Create an observation specification object (or alternatively use getObservationInfo to extract the specification object from an environment). For this example, define the observation space as a continuous six-dimensional space, so that there is a single observation channel that carries a column vector containing five doubles.

obsInfo = rlNumericSpec([5 1]);

Create an action specification object (or alternatively use getActionInfo to extract the specification object from an environment). For this example, define the action space as a continuous three-dimensional space, so that the action channel carries a column vector containing three doubles, each between -10 and 10.

actInfo = rlNumericSpec([3 1], ...
    LowerLimit=-10, ...
    UpperLimit=10);

A continuous Gaussian actor implements a parametrized stochastic policy for a continuous action space. This actor takes an observation as input and returns as output a random action sampled from a Gaussian probability distribution.

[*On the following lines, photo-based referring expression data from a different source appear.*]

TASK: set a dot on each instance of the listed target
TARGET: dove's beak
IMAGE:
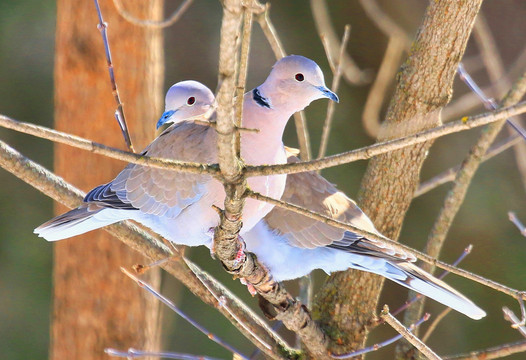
(327, 93)
(165, 118)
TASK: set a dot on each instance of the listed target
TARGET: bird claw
(251, 289)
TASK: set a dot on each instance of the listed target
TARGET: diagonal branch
(153, 247)
(516, 294)
(456, 195)
(172, 19)
(384, 147)
(364, 153)
(100, 149)
(227, 244)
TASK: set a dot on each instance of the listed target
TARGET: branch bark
(347, 301)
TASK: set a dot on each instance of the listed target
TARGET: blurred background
(26, 94)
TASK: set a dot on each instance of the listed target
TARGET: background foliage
(26, 94)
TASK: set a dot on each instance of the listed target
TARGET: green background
(26, 94)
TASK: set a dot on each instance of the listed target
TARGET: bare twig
(119, 112)
(495, 69)
(450, 174)
(397, 44)
(300, 120)
(378, 346)
(337, 72)
(516, 294)
(390, 63)
(179, 312)
(414, 296)
(135, 354)
(516, 323)
(151, 246)
(496, 352)
(154, 24)
(406, 333)
(227, 245)
(351, 72)
(456, 196)
(515, 220)
(96, 148)
(435, 323)
(387, 25)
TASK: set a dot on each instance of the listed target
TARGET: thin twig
(378, 346)
(119, 112)
(364, 153)
(435, 323)
(134, 354)
(398, 42)
(383, 22)
(390, 145)
(351, 72)
(390, 63)
(516, 294)
(418, 296)
(516, 323)
(154, 24)
(300, 121)
(96, 148)
(450, 174)
(515, 220)
(335, 84)
(489, 103)
(179, 312)
(496, 352)
(495, 69)
(457, 194)
(406, 333)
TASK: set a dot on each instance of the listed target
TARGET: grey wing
(315, 193)
(157, 191)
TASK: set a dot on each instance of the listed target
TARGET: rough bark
(93, 306)
(348, 300)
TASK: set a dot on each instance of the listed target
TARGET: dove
(291, 245)
(179, 206)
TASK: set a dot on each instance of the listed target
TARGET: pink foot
(251, 289)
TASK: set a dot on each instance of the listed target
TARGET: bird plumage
(291, 245)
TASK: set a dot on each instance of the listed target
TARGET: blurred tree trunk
(95, 306)
(348, 300)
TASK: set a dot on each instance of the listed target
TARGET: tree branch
(153, 247)
(172, 19)
(456, 195)
(388, 146)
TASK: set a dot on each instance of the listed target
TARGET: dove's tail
(78, 221)
(414, 278)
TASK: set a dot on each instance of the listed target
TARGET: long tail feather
(75, 222)
(422, 282)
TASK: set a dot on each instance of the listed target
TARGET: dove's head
(297, 81)
(186, 100)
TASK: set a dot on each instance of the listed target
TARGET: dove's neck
(269, 117)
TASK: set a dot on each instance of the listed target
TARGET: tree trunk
(347, 302)
(95, 306)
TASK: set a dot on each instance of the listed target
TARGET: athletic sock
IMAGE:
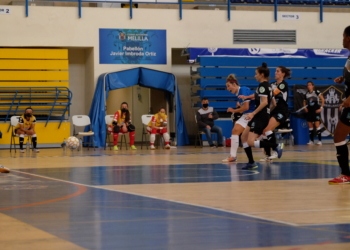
(343, 157)
(248, 151)
(311, 134)
(21, 141)
(234, 145)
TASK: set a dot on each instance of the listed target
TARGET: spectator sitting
(158, 125)
(26, 126)
(205, 120)
(122, 124)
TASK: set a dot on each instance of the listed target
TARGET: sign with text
(132, 46)
(5, 10)
(289, 16)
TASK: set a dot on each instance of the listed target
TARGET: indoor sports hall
(78, 182)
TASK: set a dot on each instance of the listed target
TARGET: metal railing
(275, 3)
(48, 103)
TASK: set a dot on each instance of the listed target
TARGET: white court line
(302, 211)
(179, 202)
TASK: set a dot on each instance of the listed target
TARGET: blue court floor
(67, 203)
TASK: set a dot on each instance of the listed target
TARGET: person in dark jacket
(205, 120)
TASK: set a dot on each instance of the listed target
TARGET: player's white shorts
(242, 121)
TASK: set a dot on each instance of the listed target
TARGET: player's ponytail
(287, 72)
(263, 69)
(232, 79)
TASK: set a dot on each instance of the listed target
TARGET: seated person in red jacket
(122, 124)
(158, 125)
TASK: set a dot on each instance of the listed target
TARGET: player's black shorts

To approximate the mean values and standard deviations of the Gaussian distribution, you must use a neural network with two output layers, each having as many elements as the dimension of the action space. One output layer must return a vector containing the mean values for each action dimension. The other must return a vector containing the standard deviation for each action dimension.

Note that standard deviations must be nonnegative and mean values must fall within the range of the action. Therefore the output layer that returns the standard deviations must be a softplus or ReLU layer, to enforce nonnegativity, while the output layer that returns the mean values must be a scaling layer, to scale the mean values to the output range. However, do not add a tanhLayer as the last nonlinear layer in the mean output path if you are going to use the actor within a SAC agent. For more information see Soft Actor-Critic (SAC) Agents.

For this example the environment has only one observation channel and therefore the network has only one input layer. Note that prod(obsInfo.Dimension) and prod(actInfo.Dimension) return the number of dimensions of the observation and action spaces, respectively, regardless of whether they are arranged as row vectors, column vectors, or matrices.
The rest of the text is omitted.